Do outro lado da ficção existe a realidade que preocupa a Globo. As atrizes ficam tão famosas que acabam em crises de estrelismo. A atriz de uma novela rodou a baiana porque a camareira levou o restinho da sua caipirinha. Outra artista abandonou o trabalho porque achou que não tinham varrido direito o chão do camarim. Boni, o ex-chefão da Globo, conta que precisou contratar o psicanalista carioca Miguel Chalub, por conta de prejuízos provocados por ataques de estrelismo de alguns atores. A emissora estava no auge com Irmãos Coragem, texto consagrado de Janete Clair, e com Pátria Minha, folhetim de Gilberto Braga. Felipe Camargo tinha quebrado o braço da mulher Vera Fischer. O psicanalista ficou dois meses dando palestras na Oficina de Atores da emissora. Ele procurou incutir nas cabecinhas ocas que o sucesso dura apenas até o último capítulo.
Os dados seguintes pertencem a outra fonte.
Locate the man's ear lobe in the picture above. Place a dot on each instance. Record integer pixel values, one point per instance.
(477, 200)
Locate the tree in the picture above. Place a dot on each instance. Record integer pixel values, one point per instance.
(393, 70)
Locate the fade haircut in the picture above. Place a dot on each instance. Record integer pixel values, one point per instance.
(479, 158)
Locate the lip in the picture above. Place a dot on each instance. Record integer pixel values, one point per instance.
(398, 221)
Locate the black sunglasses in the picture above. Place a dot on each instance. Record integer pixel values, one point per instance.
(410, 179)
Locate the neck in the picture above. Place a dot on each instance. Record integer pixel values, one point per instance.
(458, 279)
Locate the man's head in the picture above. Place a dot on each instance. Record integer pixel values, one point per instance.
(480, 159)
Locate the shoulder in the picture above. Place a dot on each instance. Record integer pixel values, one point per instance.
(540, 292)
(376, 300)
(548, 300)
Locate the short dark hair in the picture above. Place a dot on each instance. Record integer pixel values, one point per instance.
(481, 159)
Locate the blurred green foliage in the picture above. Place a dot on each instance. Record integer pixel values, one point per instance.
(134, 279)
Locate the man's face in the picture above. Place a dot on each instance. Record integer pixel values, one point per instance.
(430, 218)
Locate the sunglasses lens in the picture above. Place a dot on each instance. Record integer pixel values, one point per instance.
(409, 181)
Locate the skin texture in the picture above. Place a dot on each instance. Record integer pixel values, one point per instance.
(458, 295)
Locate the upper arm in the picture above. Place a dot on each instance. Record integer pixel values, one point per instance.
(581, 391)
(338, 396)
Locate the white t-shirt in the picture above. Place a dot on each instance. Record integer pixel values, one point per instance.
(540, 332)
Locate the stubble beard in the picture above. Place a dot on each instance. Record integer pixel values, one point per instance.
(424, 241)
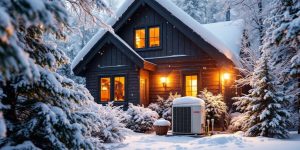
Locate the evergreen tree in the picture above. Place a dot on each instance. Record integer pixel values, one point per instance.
(295, 73)
(267, 106)
(283, 43)
(41, 108)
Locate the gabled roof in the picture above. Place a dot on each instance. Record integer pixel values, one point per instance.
(230, 33)
(110, 37)
(198, 33)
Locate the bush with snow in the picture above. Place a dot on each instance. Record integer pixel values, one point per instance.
(215, 107)
(237, 121)
(140, 119)
(162, 122)
(164, 106)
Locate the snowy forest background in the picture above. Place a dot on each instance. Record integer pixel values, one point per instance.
(44, 105)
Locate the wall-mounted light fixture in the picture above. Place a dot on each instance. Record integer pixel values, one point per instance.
(163, 81)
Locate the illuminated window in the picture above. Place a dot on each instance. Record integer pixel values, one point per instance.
(119, 90)
(140, 38)
(105, 89)
(154, 37)
(191, 85)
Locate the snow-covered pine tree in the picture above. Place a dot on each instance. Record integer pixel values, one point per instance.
(295, 73)
(283, 33)
(267, 106)
(41, 108)
(215, 107)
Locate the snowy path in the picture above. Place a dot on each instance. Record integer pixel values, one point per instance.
(224, 142)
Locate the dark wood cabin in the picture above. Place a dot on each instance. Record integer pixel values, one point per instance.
(152, 52)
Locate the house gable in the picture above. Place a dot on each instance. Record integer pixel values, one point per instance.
(115, 47)
(177, 37)
(173, 41)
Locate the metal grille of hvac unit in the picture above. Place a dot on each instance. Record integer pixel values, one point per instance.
(182, 119)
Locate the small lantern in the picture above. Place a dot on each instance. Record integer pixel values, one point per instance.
(226, 76)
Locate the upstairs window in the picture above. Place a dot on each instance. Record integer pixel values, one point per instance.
(119, 89)
(140, 38)
(105, 89)
(154, 37)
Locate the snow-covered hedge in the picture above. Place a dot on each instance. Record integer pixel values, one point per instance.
(140, 119)
(164, 106)
(215, 107)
Alguns dos artistas da Globo passam a ser conhecidos no Brasil sem que tenham preparação, personalidade e solidez de ego – notou o psicanalista. O assassinato da atriz Daniella Perez comprova essa teoria. “A Globo ilumina pessoas sem luz própria”, como a do ator-assassino Guilherme de Paula que fez um pacto sexual com a mulher Paula para matar aquela que fora destinada, no script, para ser por ele beijada em cena. Nesse mundo as pessoas sempre acham que tem alguém tentando derrubá-la. Para se defender os fracos de espírito não hesitam em matar para que seu ego sobreviva. Ou então acabam se perdendo na voragem criada pela sua própria fantasia narcísica. Os atores temem tirar a máscara e descobrir que não são como os seus personagens. Continua atual o personagem Bozó criado pelo Chico Anísio há mais de trinta anos. Ele é o símbolo da força que carrega a frase: “Eu trabalho na Globo”. O público nem desconfia que a Vênus Platinada costuma devorar suas estrelas.
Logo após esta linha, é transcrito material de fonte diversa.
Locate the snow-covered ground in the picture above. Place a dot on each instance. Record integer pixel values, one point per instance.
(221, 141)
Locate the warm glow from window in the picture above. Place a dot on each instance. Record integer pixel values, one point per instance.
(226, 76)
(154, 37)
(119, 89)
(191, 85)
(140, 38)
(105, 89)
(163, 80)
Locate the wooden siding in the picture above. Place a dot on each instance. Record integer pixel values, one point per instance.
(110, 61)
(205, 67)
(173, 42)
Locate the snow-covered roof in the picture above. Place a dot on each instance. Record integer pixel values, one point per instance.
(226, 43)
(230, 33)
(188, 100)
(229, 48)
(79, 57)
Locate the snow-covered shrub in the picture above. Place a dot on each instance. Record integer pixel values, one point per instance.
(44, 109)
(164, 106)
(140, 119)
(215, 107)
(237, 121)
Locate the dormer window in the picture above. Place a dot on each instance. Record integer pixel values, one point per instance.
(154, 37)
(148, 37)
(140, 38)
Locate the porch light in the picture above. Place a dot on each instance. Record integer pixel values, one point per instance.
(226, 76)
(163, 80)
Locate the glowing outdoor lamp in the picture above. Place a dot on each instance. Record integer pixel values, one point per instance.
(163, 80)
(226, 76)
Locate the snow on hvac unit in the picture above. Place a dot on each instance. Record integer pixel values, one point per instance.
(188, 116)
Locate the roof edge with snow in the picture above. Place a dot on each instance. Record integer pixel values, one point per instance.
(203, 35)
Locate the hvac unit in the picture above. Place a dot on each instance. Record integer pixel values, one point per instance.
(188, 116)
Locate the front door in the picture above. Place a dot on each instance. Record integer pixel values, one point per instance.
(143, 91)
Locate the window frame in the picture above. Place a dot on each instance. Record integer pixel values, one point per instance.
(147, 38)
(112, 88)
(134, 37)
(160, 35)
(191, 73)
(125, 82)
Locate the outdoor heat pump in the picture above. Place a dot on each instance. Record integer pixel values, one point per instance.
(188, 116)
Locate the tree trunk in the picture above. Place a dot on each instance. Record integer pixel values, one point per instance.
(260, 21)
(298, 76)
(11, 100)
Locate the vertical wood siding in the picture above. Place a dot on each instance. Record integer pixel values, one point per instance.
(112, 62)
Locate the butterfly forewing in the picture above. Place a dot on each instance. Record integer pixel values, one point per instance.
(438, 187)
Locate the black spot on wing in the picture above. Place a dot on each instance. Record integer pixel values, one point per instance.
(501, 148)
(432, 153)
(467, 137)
Em Hollywood também foi assim. Biografias de beldades como Rita Hayworth e Marilyn Monroe registram carmas de infelicidade e desilusão. Vimos há pouco o filme sobre Marylin Monroe. Símbolo sexual dos anos dourados, a atriz, como todo mundo sabe, era meio ingênua e sexualmente imatura. Ninguém tem aquela voz uterina impunemente. Sabe disso todo aquele que alguma vez na vida ouviu a gravação em que ela canta “Happy birthday, Mr. Presidente” para John Kennedy. O tom lascivo é fácil de compreender. Depois de ter sido casada com o jogador de beisebol Joe Di Maggio, já segundo marido, casou-se com o teatrólogo Arthur Miller. Marilyn se tornou amante dos Kennedy - Bob e John. Além dos Kennedy mantinha outros relacionamentos concomitantes e tumultuados. Atacava firme no álcool, nos tranquilizantes e nos estimulantes.
Morreu em 62 de uma dose cavalar de hidrato de cloral, um tranquilizante. Exatamente há 50 anos. Há quem ache que foi crime. Queima de arquivo provocado pelo seu envolvimento com o presidente e o irmão. O mais provável é que Marilyn, como as outras, tenha sido vítima de si mesmo. As pessoas que se empenham em manter o sucesso a qualquer preço estão condenadas a mesma maldição de Narciso. Destinado pelos deuses a jamais se conhecer, quando Narciso vê a própria imagem refletida na água, por ela se apaixona sem saber de quem se trata. E morre de amor.